At 08:49 AM 9/21/00 +1100, Robert Elz wrote:
| You seem to ignore the possibility that they could be worth keeping in a
| form other than RFCs.
Why? Or perhaps I mean, why in another form than RFCs which are RFC clones
in essentially all details (that is, I wasn't asking why someone might prefer
to also keep docs in some radically different form or medium).
I think it's reasonably clear that there are legitimate referencing and
historical needs which make preserving I-Ds as I-Ds a useful idea.
| I don't think the world wants the RFC pool to grow
| _that_ rapidly,
You're worried about conserving RFC numbers? Why? If the information is
to be kept, let it be kept.
I think the status of RFCs as somewhat 'approved' and the need for people
to be able to search against that list suggests that a separate archive for
drafts might be a good idea.
If you'd rather reach RFC 10000 in the next couple of years, we can, of
course, do that!

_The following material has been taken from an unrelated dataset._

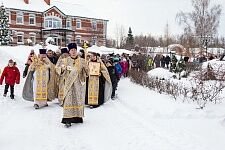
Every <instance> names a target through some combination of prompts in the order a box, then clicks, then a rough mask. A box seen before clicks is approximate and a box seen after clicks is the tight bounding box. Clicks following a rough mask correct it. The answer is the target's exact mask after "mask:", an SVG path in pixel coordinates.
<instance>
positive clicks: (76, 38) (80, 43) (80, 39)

I think the meaning of RFC publication would get diluted
quickly, but that might be fine as well.
If we start keeping I-D's forever (publically available) then we will just
need to invent another doc series for draft drafts, that aren't to be
kept forever.
'Another doc series'? Don't I-Ds already exist as a de facto doc series?
Only thing is, no one keeps them around.
To be honest, I'm not concerned who maintains the archive. If it proves to
be a friendly third party, that's good with me.
Perhaps the current problems are all a result of the (comparatively recent)
difficulty of getting stuff actually published as an RFC, compared to the
ease of I-D publication. If that is the real issue, then that might be
worth discussing, but just creating more archival doc series doesn't solve
anything at all.
That's not my issue - I just need to be able to reference materials in all
phases of development, without those references expiring constantly.
Simon St.Laurent
XML Elements of Style / XML: A Primer, 2nd Ed.